# Apollo Lunar Rover Slot Car



## bert model maker (Feb 19, 2002)

Here is a new slot car to add to your collection, It is a highly detailed apollo lunar roving vehicle. It is sure something different ! http://www.thespacestore.com/apluroslcar.html
Bert


----------



## JordanZ870 (Nov 25, 2004)

That's really cool! thanks for sharing! (makes me wish I ran the bigger stuff, eh!)


----------



## Bill Hall (Jan 6, 2007)

What! No solid fuel rocket. 

Thanks for sharing this unique slot.


----------



## Scafremon (Dec 11, 2006)

That is pretty cool.

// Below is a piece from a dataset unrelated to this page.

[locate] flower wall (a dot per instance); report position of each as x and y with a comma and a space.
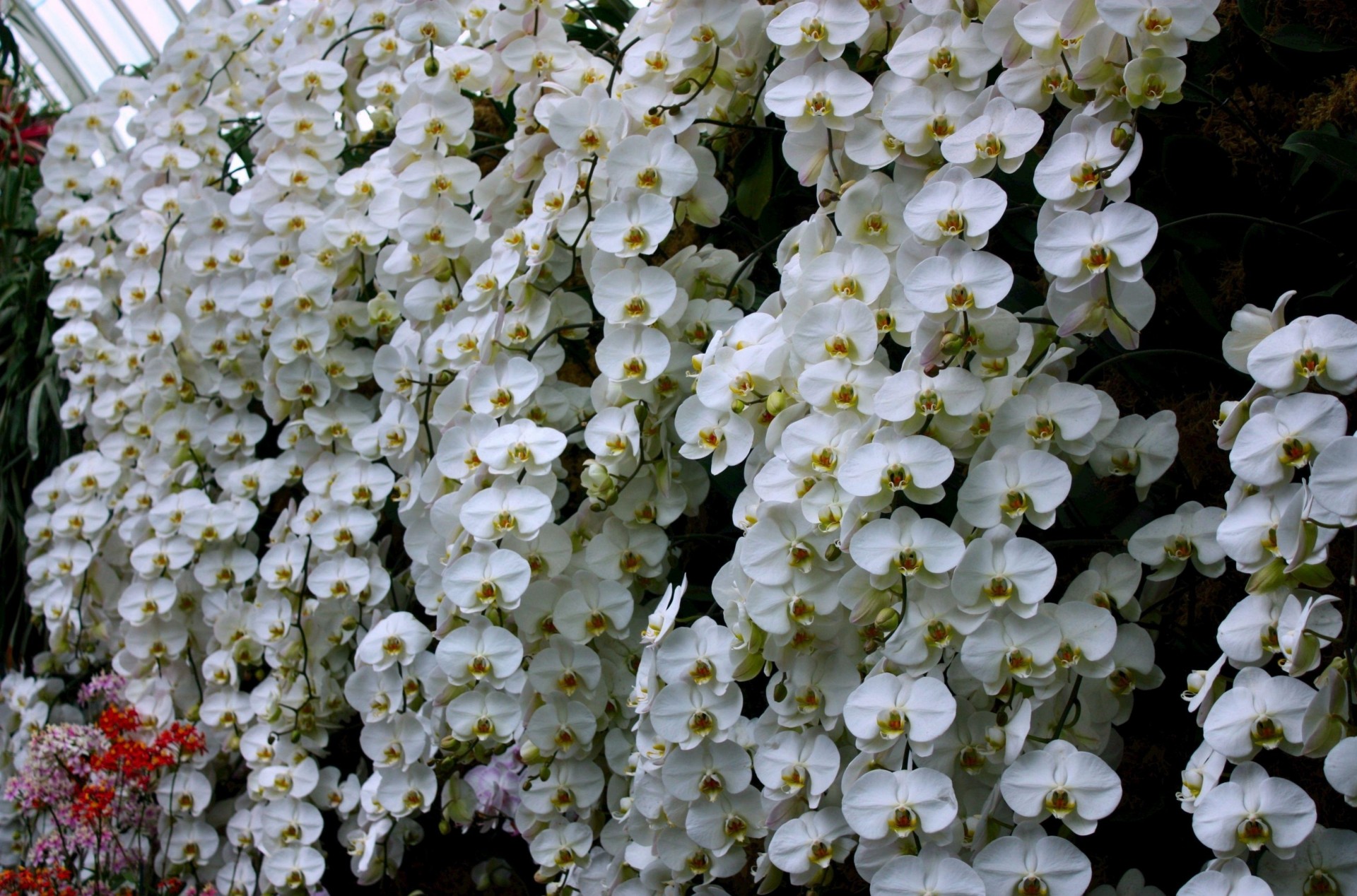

I went to order one, but the shipping costs were unreal!

---
Shipping: $1.6M

Lunar Rover will be drop-shipped from an orbiting space shuttle - please provide accurate GPS coordinates.

---


----------



## WesJY (Mar 4, 2004)

I guess they will need to make a mar rover to compete with apollo lunar rover??? 

okok dumb joke.. 

Wes


----------



## bert model maker (Feb 19, 2002)

your welcome, i just saw it last week and wanted to share.


----------



## Mark Hosaflook (Jan 5, 2001)

Not too far back in Toy Cars magazine I think, there was an article on a new set coming out that featured the enterprise Vs. a Klingon Bird of Prey in slot form. Also had a set of jets as well. Not ssure I ever saw those released but the idea was kind of cool!


----------



## roadrner (Jul 21, 1999)

What no sponsors and numbers on that thing? Didn't the folks from TANG know about this? :devil: rr


----------



## bumpercar88 (Feb 6, 2005)

Alot of drag in the wind tunnel!


----------



## noddaz (Aug 6, 1999)

*But the big question...*

Who is going to get two of them and race them? :lol: 

Scott


----------